In later audio sculptures, like "Autoped" and "Papasion", Gert Verhoeven explored the power of artistic expression in the same ironic fashion and tried to grasp the position of contemporary art within social practices. For example, Verhoeven observed that contemporary art has been banned from the political scene and is exclusively operating in an aesthetic context, completely neutralizing the impact of its revolutionary exhortations. After reading a text by Slavoy Zizek in which the philosopher states that "the perverse transgressions have been recuperated by the art establishment in order to keep the art market functioning and alive", Gert Verhoeven felt obliged to alter his original strategy and decided to re-examine his first series of drawings. Out of his closet, he collected the rejected and failed drawings of earlier times and used them as a literal background for 'New Feet', a series of word/drawings in which he further wanted to explore the positions of art on the basis of his new findings.

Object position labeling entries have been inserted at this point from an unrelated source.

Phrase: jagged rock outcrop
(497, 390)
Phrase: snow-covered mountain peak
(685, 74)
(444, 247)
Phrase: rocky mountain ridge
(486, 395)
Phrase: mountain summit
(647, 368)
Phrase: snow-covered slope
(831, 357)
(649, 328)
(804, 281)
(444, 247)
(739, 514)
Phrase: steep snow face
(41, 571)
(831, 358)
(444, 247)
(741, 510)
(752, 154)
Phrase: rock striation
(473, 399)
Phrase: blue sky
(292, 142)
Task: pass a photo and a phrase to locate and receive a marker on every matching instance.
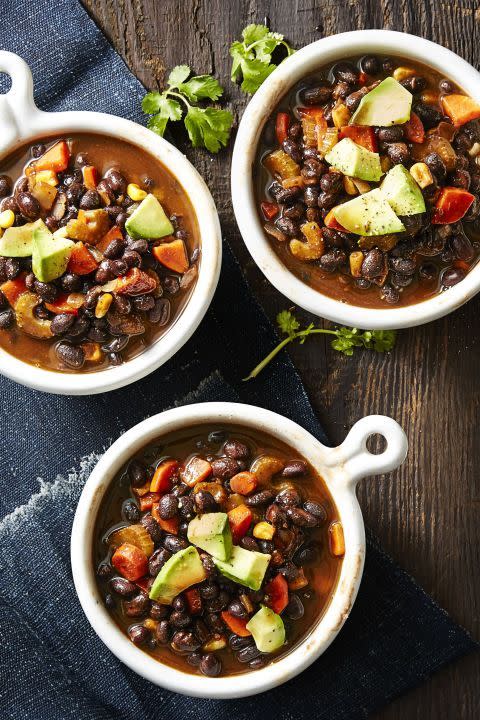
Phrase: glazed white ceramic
(22, 122)
(341, 468)
(304, 62)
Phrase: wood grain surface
(427, 514)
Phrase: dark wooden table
(427, 514)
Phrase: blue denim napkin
(52, 665)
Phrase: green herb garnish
(206, 126)
(345, 339)
(252, 56)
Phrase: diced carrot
(240, 519)
(147, 501)
(282, 124)
(135, 282)
(130, 561)
(194, 600)
(276, 592)
(81, 260)
(361, 134)
(270, 210)
(162, 478)
(451, 206)
(330, 221)
(56, 158)
(244, 483)
(12, 289)
(235, 624)
(172, 255)
(113, 234)
(90, 177)
(460, 108)
(61, 305)
(196, 470)
(414, 130)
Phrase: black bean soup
(234, 607)
(99, 249)
(333, 141)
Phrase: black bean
(152, 527)
(160, 314)
(137, 606)
(210, 665)
(174, 544)
(370, 64)
(131, 511)
(71, 355)
(138, 634)
(157, 561)
(91, 200)
(28, 205)
(123, 587)
(185, 641)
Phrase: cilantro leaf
(208, 126)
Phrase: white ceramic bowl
(301, 64)
(341, 468)
(21, 122)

To get out of the deadlock of the hand and the fingers, Gert Verhoeven has moved down to the feet and the toes. With a lot of black humor, he evokes, through this gesture, the bizarre phenomenon of the artists without arms who can paint the most detailed landscapes with their feet. In a first stage, Verhoeven has branded every old drawing with a large stamp of a pair of rippled feet that he places right in the middle of the paper. Afterwards he has submitted the surface of each page to a meticulous examination and finally delivers his comments in the form of a number of verbal and visual actions: Verhoeven repaints, crosses out, deletes and turns the page. He demarcates limits and indicates positions and directions by means of numbers and arrows. Toes get added, colored and painted; forms are identified and personified; titles edited and texts rewritten from his new insights. The result looks like an impressive diagnosis of a syndrome that unfortunately remains a complete mystery without the explanation of a doctor. In the eyes of the patient, the diagnosis still contains the whole range of possible outcomes, but in the case of 'New Feet' the liberating answer will never follow since the artist is finding himself just as much on unknown territory and even turns out to suffer from the same affliction.

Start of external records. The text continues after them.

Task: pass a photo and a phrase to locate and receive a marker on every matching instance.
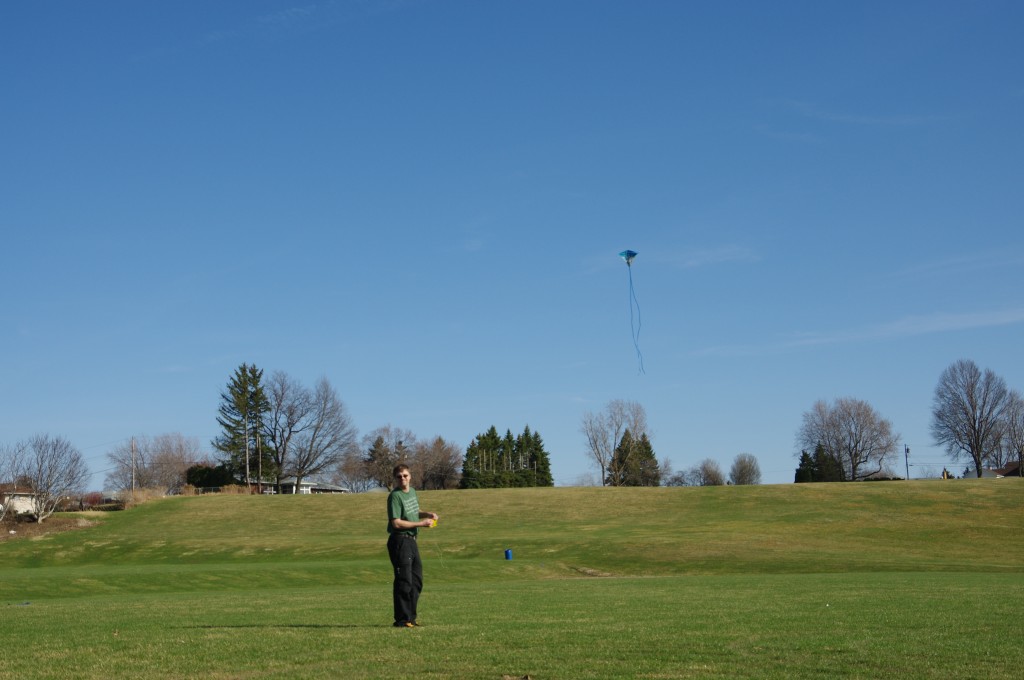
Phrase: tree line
(275, 429)
(975, 417)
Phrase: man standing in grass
(404, 520)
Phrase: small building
(291, 485)
(16, 502)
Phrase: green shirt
(402, 506)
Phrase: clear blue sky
(424, 202)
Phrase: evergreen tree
(634, 463)
(493, 461)
(825, 467)
(243, 407)
(540, 461)
(805, 470)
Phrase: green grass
(916, 580)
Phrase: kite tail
(635, 330)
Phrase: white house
(16, 502)
(288, 485)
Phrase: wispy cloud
(813, 111)
(701, 257)
(962, 264)
(902, 328)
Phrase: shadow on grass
(267, 626)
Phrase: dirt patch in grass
(20, 527)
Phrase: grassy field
(910, 580)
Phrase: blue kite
(628, 256)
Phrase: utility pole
(245, 425)
(133, 469)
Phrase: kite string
(635, 331)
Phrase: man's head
(402, 477)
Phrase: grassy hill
(909, 580)
(239, 542)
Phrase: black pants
(404, 554)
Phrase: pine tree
(634, 463)
(805, 470)
(644, 470)
(826, 468)
(494, 462)
(541, 462)
(243, 407)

In his new drawings, Gert Verhoeven is paying a lot of attention to this overlap in the active and passive roles and the exchanges between artist and spectator, It is remarkable how he succeeds in rendering this dynamic in the position of the feet alone. Depending on the fact if the toes are turned downward or upward, the feet seem to belong to a standing person who thrones above the head of the spectator and pushes his weight forcefully against a transparent floor or seem to belong to a lying figure, who stoically offers his fragile foot soles to the perverse look of the fetishist or the torments of the sadist. In the annotations, he points out the characters of the 'faiseur', the 'facteur' and the 'masochist'. When it comes down toreleasing the artwork to the world, Gert Verhoeven personally does not feel much for the reckless 'USE ME'-statement of Bruce Nauman. He rather prefers to adapt the shrewd method of Franz West, who explicitly invites the spectator to touch the work, to sit and stand on it, or even to finish it. However, under the pretext of these 'user-friendly' instructions, he keeps control over the reception of the work. Like a real masochist, it is he alone who defines the rules of the game and assumes the right to change them at any time.

"New Feet" is closely connected to the general line of thought of Gert Verhoeven; like the former works on paper, sculptures and video's, this series of drawings represents one single movement within a choreography that encircles the authentic art in continously changing constellations.